Friend of mines daughter borrowed my PM dvd...they said she watched it non stop, pausing only for sleep, food and school for 3 days.  

(Hmm....I did the back to back thing with a few films..... LOL)

I think I did Arcadia of my Youth 3 times back to back....thing's 3 hours long, def. not for kids.  Too deep, and too violent.  Anything by Leiji Matsumoto is also on my must-see list. http://animeigo.com/Products/AOMY.t


----------



## Eldritch Knight (Jul 11, 2005)

Tonari no Totoro owns. I'd almost hesitate to say that Sen to Chihiro was better, but it was definetely better than Mononoke. Haven't seen Laputa yet... all the theaters are showing it dubbed, and I've gotta have the original Japanese.


----------



## arnisador (Jul 11, 2005)

Yeah, Kikis was well done. My daughter liked it.


----------



## Ubermint (Jul 11, 2005)

If you don't like studio ghibli, you are not human. 

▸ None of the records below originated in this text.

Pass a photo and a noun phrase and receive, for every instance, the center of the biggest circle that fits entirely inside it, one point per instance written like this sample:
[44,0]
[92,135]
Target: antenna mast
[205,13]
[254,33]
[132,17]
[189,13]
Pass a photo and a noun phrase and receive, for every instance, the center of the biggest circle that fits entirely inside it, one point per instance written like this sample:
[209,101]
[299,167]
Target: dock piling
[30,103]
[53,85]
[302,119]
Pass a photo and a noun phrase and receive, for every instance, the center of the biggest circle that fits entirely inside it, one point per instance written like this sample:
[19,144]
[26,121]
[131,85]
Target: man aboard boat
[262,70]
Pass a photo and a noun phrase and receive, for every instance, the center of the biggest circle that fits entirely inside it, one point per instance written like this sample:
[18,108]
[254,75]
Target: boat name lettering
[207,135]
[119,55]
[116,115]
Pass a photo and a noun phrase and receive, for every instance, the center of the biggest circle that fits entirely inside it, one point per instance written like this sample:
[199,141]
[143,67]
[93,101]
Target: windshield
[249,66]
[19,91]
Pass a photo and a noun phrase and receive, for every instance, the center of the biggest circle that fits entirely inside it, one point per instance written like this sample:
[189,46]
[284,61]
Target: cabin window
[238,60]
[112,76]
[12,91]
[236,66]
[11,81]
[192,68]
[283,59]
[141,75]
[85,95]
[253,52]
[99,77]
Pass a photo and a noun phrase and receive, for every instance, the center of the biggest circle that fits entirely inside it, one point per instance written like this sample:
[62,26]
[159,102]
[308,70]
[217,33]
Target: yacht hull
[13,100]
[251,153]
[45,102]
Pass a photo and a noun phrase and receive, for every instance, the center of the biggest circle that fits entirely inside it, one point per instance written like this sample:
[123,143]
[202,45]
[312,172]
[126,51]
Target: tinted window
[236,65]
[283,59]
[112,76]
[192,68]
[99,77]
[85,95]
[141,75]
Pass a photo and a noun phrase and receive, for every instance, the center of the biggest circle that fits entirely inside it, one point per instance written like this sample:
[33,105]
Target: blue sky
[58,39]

Q: How do you get into laputa for free? 

A: You can't. It's a ***** of a situation!


----------



## rainbows (Jul 13, 2005)

Spirited Away is one of my favourite movies of all time. I'm a big fan of Miyazaki's films in general... can't wait for Howl's Moving Castle to come out here.


----------



## Tgace (Jul 13, 2005)

Saw it with the family yesterday. It was very good.


----------



## Aikikitty (Jul 14, 2005)

I'm a big Miyazaki fan!  I love all his movies!  I had been dying to see Howl's Moving Castle since I first heard about it last year and couldn't wait for it to come out here.  Later on, I read in an anime magazine that it got a 7 minute standing ovation at the end of the movie at the premiere in Japan (I think it was in Japan)!  Much to my frustration, my city turned out to be one of the ones that didn't get it (even after the open everywhere commercials they were showing).  I finally got to see Howl's 2 weeks ago when I was in California on vacation.  I LOVED it!!!!!!!!! artyon:   Then all of a sudden, it finally comes out here, 2 weeks after it should have been here, (I couldn't believe if actually came here after all!), and I got to see it again--loved it even more!  Even my dad who isn't a big animation fan, really enjoyed it.  Tomorrow, I plan to see it a 3rd time.   artyon:   Some people in my family just finished reading the book of Howl's and they said it was excellent--plenty of differences than the movie, but both are great.

Robyn :asian:


----------